According to recent studies, human cell lines infected by SARS-CoV-2 express high levels of HIF-1α and inflammatory cytokines [73]. So, COVID-19 pathogenesis may be influenced by HIF-1α as it is also involved in glycolysis and the inflammatory response [74, 75]. Recently, it has been suggested that the ORF3a protein of SARS-CoV-2 can stimulate HIF-1α production by damaging mitochondria and increasing mitochondrial reactive oxygen species (Mito-ROS). Consequently, HIF-1α promotes viral infection/replication and aggravation of inflammatory responses [73, 76]. In ROS production, Fenton and Huber-Weiss reactions play a crucial role. When ferrous iron (Fe2+) reacts with hydrogen peroxide (H2O2), Fenton's reaction causes the formation of ferric iron (Fe3+) and hydroxyl radicals. In high concentrations, O2 and H2O2 can trigger the Haber–Weiss reaction to produce highly reactive species such as hydroxyl radicals, which have a great affinity for guanine in DNA and the nucleotide pool, resulting in the formation of 8-oxo-dG [77]. In both chronic and acute epilepsy models, it has been demonstrated that the level of 8-hydroxy-2 deoxyguanosine (8-oxo-dG) increases when seizures occur [78]. On the other hand, SUR1-TRPM4 channels are upregulated in response to HIF-1α activation. This channel has also been shown to be upregulated during acute status epilepticus and may contribute to seizures by increasing sodium conductivity [79] (Fig. 2). There is an Abcc8 promoter region where Sp1, a member of a damage-activated transcription factor family, might bind and potentially upregulate this ion channel. The Sp1 can also be regulated by HIF-1α since the promoter region of Sp1 contains an HRE region [80].

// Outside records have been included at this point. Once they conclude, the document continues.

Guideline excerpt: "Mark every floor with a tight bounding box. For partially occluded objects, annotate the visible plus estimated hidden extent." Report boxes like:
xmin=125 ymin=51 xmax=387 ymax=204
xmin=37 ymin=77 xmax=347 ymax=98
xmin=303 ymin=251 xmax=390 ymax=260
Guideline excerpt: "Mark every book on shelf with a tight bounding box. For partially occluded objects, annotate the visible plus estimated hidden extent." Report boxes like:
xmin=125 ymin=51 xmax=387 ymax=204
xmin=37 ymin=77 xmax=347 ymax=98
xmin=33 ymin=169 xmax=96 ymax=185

In addition, in a hypoxia-independent manner, P2X7-mediated upregulation of HIF-1α and ischemic tolerance was reported after ischemic insult in astrocytes, so P2X7 modulation reduced HIF-1α [81]. In fact, activated P2X7 receptors upregulate HIF-1a via activation of PI3K/Akt/mTOR signaling [46, 82–85]. On the other hand, it has also indicated that P2X7 receptor-dependent HIF-1α upregulation has a positive effect on the expression of P2X7 receptors in the hypoxic microenvironment as a cyclic pathway [46, 86–88]. Moreover, Over-produced Sp1 mediated by HIF-1α binds to the CG-rich binding site of the P2X7R promoter in neuronal cell lines and has been related to epileptic crises [89]. So, we hypothesize that undesirable conditions, such as metabolism reprogramming, mitochondrial damaging/dysfunction, and increasing sodium conductivity, occurring in epilepsy are governed by hyper-activation of P2X7 receptors and their downstream factors, HIF-1α, that could be severed by SARS-CoV-2.

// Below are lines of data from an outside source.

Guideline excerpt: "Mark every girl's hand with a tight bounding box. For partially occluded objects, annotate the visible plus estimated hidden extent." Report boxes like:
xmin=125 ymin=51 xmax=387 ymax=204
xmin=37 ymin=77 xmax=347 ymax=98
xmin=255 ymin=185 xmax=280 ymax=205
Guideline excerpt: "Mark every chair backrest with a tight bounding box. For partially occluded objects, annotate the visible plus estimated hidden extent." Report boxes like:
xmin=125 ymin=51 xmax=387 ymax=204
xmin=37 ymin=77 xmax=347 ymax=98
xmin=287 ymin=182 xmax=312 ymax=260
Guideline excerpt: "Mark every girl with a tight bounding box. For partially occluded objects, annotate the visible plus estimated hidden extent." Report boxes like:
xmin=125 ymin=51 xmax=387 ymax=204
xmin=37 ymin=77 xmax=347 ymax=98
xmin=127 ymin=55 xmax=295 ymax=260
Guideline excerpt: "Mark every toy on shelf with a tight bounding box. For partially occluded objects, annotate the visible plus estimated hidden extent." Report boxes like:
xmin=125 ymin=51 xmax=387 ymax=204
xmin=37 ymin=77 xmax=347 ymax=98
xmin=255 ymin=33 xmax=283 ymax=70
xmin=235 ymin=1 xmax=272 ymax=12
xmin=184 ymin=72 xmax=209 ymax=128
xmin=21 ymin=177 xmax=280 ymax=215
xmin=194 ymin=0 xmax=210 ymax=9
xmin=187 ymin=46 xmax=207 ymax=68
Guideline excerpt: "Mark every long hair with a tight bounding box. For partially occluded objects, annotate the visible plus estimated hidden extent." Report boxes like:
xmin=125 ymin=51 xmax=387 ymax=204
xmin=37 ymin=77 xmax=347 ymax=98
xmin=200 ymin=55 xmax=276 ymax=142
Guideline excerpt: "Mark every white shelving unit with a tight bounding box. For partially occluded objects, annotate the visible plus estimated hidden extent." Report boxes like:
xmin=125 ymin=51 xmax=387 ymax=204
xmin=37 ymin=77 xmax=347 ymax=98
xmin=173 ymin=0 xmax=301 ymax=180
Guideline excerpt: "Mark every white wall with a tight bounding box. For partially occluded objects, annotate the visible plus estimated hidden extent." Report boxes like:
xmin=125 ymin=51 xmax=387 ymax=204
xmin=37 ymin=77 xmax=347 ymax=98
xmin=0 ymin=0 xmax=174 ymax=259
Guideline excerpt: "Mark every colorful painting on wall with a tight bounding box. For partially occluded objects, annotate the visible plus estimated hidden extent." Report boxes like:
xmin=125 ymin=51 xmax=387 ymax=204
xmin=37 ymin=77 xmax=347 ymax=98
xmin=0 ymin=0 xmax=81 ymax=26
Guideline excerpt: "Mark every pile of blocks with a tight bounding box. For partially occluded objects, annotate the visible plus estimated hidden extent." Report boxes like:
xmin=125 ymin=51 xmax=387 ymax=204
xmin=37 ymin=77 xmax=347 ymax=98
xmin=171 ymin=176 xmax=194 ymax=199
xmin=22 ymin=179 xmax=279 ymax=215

Conclusion and future directions

The evidence regarding the interactions between COVID-19 and epilepsy needs to be kept up to date daily by clinicians. Also, further investigation is needed into the molecular signaling pathways of COVID-19 on epileptogenesis. Glycolysis induced by HIF-1α up-regulation plays a critical role in epileptogenesis and virus replication. Hence, metabolic disruption of these processes can hinder SARS-CoV-2 replication and epileptogenesis/seizures associated with COVID-19. In addition, it is known that P2X7 receptor hyper-activation is associated with an increase in the severity of epilepsy and seizures. Everything considered we hypothesized that there might be a link between P2X7 receptor hyper-activation following SARS-CoV-2 infection and the occurrence of epilepsy/seizures. We also propose that the antagonists of P2X7 receptors might be considered as a promising strategy for the prevention or treatment of neurological complications in COVID-19 patients suffering from epilepsy or seizures. However, further investigations are required in order to identify the role of stimulated HIF-1α and hyper-activated P2X7 receptors in the neuropathies of patients with epilepsy during or following COVID-19 infection.